Per combattere il fenomeno dell’abbandono dei rifiuti, un Comune siciliano aveva incaricato due aziende affinché si occupassero di acquistare, installare ed effettuare la manutenzione di telecamere fisse, ma anche di raccogliere e analizzare i filmati delle eventuali irregolarità individuate.

Tuttavia, un cittadino lamentando di aver ricevuto multe per aver sbagliato a conferire l’immondizia si è rivolto all’autorità e così il Garante privacy ha approfondito la situazione scoprendo non solo che gli accertamenti dell’irregolarità sarebbero avvenuti oltre un mese dopo che i filmati erano stati registrati, ma anche senza che i cittadini avessero ricevuto adeguata informazione sulla presenza stessa della videosorveglianza e sul trattamento dei dati. Il Garante in una nota ha spiegato che il Comune “aveva apposto un cartello direttamente sul cassonetto, non facilmente visibile e per di più privo delle informazioni necessarie”.

Il ruolo delle due società

Non solo. Il Comune “non aveva individuato i tempi di conservazione dei dati e non aveva nominato, prima dell’inizio del trattamento, le due aziende sopracitate quali responsabili del trattamento dati, come previsto dalla normativa privacy. Anche le società dunque operavano in modo illecito, ragion per cui entrambe sono state sanzionate anch’esse”, prosegue l’autorità. Una società ha ricevuto la sanzione di 10mila euro “per non essere mai stata nominata responsabile del trattamento”, l’altra è stata sanzionata per 5mila euro “per essere stata nominata responsabile in ritardo”.

Potenzialmente il trattamento dei dati avrebbe riguardato tutti i residenti del Comune, circa 53mila persone, oltre a non residenti il cui numero non è quantificabile.

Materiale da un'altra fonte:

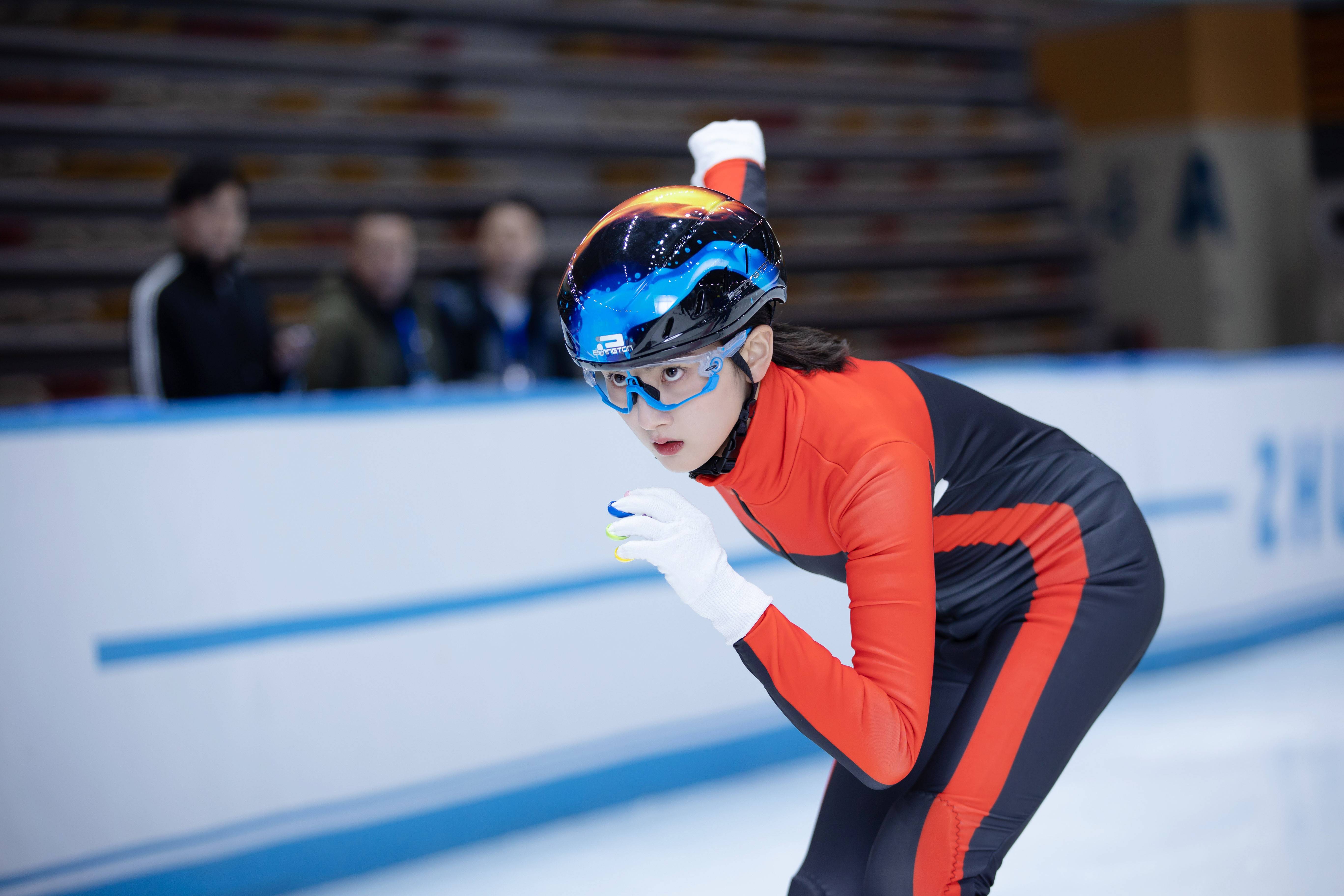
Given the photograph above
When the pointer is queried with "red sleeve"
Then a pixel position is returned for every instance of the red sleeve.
(741, 179)
(871, 716)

Il Garante privacy però ha tenuto conto del comportamento non doloso del Comune e delle aziende, oltre alla mancanza di precedenti.

Videosorveglianza e PA, come funziona

Per ottemperare a un obbligo legale, il trattamento di dati personali tramite sistemi di telecamere da parte di pubbliche amministrazioni in via generale è ammesso. Va però ricordato, come ha sottolineato il Garante privacy, che “anche in presenza di una condizione di liceità il titolare del trattamento è in ogni caso tenuto a rispettare i principi in materia di protezione dei dati, fra i quali quelli di liceità, correttezza e trasparenza”.

Particolarmente importante fornire agli interessati tutte le informazioni richieste dal GDPR, in modo che siano accessibili, trasparenti, intellegibili e concise.

Enti pubblici e privacy, perché ci sono ancora difficoltà

Quanto accaduto porta alla luce le difficoltà tuttora persistenti da parte di alcune PA di abbracciare i temi della protezione dei dati: “I motivi sono molteplici, ma questa volta escluderei, come spesso invece accade, di incolpare il basso budget a disposizione del pubblico. Le mancanze evidenziate dal Garante, difatti, sono adempimenti per cui non serviva budget ma solo buon senso”, commenta l’avvocato Dimalta.

Secondo Dimalta, il “disinteresse” da parte di alcuni soggetti pubblici verso tale ambito sarebbe riconducibile a diverse cause: “Uno dei fattori potrebbe essere proprio la sanzione. Già, perché nel privato, la sanzione colpisce immediatamente le tasche di chi sbaglia, mentre nel pubblico, salvo sporadici casi, ciò non avviene”.